Hair and fecal evidence for Bigfoot's existence have turned out to belong to existing animals or be synthetic. In a Proceedings of the Royal Society B paper from 2014, researchers describe how they tested 36 "Bigfoot" hair samples from around the world and found that the majority belonged to raccoons, horses, deer, cows, coyotes, a Malaysian tapir and even humans.
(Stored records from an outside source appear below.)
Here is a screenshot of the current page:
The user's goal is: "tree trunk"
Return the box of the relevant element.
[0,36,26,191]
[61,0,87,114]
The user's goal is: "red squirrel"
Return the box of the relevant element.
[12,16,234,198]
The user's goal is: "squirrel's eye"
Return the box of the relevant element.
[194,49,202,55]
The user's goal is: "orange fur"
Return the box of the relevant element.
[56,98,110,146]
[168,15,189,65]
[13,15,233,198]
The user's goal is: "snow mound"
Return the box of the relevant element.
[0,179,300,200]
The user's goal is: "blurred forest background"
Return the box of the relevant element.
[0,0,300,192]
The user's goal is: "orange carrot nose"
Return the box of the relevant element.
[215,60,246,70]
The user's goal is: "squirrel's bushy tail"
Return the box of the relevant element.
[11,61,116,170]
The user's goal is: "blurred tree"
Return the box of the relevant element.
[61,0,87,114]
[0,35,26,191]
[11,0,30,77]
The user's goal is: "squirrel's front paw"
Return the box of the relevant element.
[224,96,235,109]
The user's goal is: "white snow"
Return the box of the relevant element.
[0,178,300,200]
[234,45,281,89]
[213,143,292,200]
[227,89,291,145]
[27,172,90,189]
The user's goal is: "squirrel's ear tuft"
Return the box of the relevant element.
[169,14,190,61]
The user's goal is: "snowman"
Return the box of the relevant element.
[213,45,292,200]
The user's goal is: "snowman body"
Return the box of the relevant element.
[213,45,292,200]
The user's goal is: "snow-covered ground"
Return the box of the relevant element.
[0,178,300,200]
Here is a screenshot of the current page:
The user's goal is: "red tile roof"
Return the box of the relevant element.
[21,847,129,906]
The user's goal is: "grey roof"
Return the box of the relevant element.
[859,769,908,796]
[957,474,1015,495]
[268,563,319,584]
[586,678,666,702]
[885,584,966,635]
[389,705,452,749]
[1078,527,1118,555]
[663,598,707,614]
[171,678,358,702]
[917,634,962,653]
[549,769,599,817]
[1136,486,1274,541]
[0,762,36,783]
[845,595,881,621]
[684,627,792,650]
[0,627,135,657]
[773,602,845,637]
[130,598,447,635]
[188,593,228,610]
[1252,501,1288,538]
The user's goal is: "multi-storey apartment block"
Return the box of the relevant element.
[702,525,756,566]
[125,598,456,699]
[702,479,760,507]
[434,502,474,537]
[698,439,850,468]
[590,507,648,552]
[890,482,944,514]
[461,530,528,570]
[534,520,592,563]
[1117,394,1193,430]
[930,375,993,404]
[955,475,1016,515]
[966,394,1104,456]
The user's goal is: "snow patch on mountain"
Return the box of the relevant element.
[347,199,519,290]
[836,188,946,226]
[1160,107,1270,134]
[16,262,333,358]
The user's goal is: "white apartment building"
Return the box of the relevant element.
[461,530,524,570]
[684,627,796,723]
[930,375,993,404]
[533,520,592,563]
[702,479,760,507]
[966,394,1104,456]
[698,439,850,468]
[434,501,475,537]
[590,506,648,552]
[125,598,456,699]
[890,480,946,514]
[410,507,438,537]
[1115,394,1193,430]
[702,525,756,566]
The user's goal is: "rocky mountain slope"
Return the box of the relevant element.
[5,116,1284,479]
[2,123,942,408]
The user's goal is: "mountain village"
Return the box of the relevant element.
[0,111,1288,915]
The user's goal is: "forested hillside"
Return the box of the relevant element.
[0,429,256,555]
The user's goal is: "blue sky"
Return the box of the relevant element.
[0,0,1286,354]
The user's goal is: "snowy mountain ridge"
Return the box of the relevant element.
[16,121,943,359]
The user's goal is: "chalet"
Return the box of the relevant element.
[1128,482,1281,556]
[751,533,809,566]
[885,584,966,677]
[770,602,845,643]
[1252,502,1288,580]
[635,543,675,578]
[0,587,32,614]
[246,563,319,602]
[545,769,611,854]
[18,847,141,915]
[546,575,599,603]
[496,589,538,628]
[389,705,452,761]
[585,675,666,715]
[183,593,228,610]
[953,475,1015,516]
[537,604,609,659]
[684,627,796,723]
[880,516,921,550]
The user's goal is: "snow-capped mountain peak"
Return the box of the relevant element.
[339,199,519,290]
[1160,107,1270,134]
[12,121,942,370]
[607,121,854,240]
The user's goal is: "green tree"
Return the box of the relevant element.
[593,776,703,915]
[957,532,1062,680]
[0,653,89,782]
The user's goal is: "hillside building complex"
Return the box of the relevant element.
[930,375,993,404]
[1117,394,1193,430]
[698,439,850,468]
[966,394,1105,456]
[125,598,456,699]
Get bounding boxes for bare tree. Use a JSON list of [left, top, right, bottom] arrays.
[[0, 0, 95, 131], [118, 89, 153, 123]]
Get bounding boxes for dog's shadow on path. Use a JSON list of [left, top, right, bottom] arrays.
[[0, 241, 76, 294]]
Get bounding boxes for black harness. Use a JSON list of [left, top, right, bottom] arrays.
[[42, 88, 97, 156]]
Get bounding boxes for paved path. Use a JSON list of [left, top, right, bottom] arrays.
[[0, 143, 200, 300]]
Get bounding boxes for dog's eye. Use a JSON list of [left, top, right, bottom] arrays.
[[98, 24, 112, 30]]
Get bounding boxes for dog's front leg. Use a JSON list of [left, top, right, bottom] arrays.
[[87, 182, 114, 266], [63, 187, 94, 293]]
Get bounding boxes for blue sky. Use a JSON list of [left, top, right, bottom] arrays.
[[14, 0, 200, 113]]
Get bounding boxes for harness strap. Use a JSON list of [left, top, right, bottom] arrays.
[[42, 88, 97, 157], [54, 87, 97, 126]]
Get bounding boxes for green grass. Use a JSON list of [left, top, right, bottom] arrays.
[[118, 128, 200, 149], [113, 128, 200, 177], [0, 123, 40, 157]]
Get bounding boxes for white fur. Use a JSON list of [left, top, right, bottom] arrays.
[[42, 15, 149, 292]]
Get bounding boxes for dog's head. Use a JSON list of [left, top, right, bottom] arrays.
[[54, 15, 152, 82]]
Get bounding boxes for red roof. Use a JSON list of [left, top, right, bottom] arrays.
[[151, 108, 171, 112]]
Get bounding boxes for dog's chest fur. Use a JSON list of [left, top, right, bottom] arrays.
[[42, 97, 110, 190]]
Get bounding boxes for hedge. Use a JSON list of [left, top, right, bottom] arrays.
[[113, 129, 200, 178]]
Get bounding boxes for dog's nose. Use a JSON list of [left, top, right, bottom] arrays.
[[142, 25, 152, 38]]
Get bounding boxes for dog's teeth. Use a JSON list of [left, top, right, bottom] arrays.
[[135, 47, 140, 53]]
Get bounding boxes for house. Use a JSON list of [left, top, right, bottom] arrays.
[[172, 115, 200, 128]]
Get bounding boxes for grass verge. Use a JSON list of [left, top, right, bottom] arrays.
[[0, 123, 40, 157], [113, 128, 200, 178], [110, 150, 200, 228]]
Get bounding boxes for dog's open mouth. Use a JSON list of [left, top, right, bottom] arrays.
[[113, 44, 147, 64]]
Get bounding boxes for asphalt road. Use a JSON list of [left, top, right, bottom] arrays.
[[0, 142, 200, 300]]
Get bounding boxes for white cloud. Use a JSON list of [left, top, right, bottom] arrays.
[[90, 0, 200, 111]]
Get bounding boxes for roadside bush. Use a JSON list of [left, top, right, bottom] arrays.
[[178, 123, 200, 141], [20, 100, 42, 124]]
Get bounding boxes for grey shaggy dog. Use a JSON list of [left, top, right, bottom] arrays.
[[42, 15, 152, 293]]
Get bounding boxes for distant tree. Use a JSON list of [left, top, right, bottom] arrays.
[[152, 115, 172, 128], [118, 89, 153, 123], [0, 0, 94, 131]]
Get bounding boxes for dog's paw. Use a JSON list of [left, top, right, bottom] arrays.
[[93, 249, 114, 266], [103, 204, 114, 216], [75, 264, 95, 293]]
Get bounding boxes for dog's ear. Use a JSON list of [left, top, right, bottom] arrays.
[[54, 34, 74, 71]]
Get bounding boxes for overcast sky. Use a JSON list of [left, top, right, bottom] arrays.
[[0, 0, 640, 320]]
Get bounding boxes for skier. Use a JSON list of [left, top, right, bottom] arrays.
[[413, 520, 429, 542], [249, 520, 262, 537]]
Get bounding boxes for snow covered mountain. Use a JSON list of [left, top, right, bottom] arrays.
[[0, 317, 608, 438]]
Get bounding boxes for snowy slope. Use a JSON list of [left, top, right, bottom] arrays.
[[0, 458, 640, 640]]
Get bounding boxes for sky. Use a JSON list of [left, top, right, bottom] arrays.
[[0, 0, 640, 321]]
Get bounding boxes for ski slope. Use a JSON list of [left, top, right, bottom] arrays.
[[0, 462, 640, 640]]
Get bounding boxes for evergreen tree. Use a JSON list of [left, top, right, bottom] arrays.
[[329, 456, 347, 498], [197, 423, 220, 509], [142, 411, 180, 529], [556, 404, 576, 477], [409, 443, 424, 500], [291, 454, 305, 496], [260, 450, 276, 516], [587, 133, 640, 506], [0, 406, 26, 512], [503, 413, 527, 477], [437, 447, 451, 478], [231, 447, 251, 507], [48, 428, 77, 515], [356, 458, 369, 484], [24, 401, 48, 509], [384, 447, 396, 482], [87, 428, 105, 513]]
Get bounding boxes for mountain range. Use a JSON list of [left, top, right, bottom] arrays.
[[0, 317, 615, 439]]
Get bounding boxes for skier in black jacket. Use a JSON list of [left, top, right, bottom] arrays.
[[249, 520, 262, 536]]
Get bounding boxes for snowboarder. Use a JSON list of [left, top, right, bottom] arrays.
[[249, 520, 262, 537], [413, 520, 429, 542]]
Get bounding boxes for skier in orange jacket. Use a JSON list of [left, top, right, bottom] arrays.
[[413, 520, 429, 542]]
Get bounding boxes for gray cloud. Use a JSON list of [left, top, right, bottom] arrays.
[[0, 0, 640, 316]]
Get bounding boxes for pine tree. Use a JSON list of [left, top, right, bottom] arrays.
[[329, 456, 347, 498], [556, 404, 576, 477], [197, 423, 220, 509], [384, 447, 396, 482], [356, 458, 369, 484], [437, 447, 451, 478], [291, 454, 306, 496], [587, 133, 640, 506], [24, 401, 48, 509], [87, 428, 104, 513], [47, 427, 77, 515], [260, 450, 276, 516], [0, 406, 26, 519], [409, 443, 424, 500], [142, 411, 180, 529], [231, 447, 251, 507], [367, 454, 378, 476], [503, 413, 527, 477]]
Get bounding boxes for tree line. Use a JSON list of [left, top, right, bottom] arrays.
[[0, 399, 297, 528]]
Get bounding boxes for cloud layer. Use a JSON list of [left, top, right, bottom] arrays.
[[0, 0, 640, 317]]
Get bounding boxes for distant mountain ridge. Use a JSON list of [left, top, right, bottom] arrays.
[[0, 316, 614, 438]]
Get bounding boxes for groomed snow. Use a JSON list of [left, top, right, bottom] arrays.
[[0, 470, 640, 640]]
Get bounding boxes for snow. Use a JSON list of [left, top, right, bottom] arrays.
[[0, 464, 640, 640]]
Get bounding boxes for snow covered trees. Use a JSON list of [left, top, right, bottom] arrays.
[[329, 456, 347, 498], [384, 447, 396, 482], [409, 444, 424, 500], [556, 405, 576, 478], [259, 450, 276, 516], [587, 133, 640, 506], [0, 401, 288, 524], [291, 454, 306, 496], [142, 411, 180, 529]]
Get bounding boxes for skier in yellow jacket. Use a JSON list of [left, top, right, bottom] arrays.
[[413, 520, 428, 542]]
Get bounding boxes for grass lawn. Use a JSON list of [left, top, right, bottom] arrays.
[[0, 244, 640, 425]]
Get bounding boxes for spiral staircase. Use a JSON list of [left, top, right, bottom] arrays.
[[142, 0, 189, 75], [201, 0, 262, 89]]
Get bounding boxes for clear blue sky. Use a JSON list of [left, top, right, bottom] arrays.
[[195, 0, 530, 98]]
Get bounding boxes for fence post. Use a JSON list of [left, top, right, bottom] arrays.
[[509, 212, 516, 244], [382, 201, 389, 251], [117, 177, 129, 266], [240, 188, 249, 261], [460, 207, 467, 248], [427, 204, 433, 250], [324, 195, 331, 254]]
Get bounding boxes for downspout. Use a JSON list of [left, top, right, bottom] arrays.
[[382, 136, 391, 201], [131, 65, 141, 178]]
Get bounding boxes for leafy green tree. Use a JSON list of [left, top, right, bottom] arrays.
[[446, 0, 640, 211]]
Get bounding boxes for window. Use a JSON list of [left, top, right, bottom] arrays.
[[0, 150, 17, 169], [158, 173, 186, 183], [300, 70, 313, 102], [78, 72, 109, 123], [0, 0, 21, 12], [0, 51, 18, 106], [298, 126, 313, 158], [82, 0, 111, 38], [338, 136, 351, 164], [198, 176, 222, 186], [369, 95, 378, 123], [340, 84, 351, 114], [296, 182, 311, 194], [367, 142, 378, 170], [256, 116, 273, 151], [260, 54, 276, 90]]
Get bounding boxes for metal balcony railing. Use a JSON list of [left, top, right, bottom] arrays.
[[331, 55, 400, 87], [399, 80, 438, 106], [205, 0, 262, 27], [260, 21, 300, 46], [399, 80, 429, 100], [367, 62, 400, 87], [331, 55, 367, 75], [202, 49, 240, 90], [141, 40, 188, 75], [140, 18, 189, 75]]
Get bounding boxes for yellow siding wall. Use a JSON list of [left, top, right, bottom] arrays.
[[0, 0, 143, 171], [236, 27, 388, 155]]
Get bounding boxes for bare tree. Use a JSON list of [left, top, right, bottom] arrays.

Two of the samples did not belong to any known species, but their DNA data showed that were not from primates: rather, they most closely resembled that of a rare brown bear species.

bear and bigfoot
Stock image of a brown bear standing on its hind legs (left) and a stock image of a "Bigfoot sighting" near the Grand Canyon. iStock / Getty Images Plus

Additionally, much of the physical evidence supporting Bigfoot's existence, including the majority of the footprints, videos and photographs, has been found to be hoaxes.

"I think that's extremely likely ... that people who 'see' Bigfoot are actually just misidentifying wild animals," Jeremy Bruskotter, a professor at the school of Environment and Natural Resources, Ohio State University, told Newsweek.

"[Foxon's] analysis, while coarse in scale, appears to be appropriate."

The sightings of cryptids like Bigfoot and its analogs, such as the Loch Ness Monster, are considered by scientists to be the misidentification of other things, ranging from other animals like black bears, escaped apes from zoos and homeless people, to neutral objects. Pareidolia, the tendency of humans to see other human-like faces in natural environments, has been proposed as an explanation for many of the sightings.

"[Other explanations for sightings] depend on the viewing conditions—especially the extent to which conditions obscure objects," Bruskotter said. "It likely also depends upon the state of mind of the observer. Perhaps alcohol and illicit drug consumption would be useful correlates?"

Foxon's analysis shows that those living in areas with higher bear populations are much more likely to spot Bigfoot roaming in the woods. While science lands firmly on the legend of Bigfoot being a bear taking a walk on its back legs or some other known animal, many people simply want to believe in the creature and what a cryptid represents about the undiscovered world.

"We live in a time when even though the world has been Google-Earthed to death and GPS'd to the infinitesimal point, there are really large stretches of land that have not been explored and thousands of miles of oceans that no human being has set foot in," Rob Morphy, an artist who has collected accounts of monster sightings at American Monsters since 2000, told CNN in 2014.

"Extraordinary discoveries await us."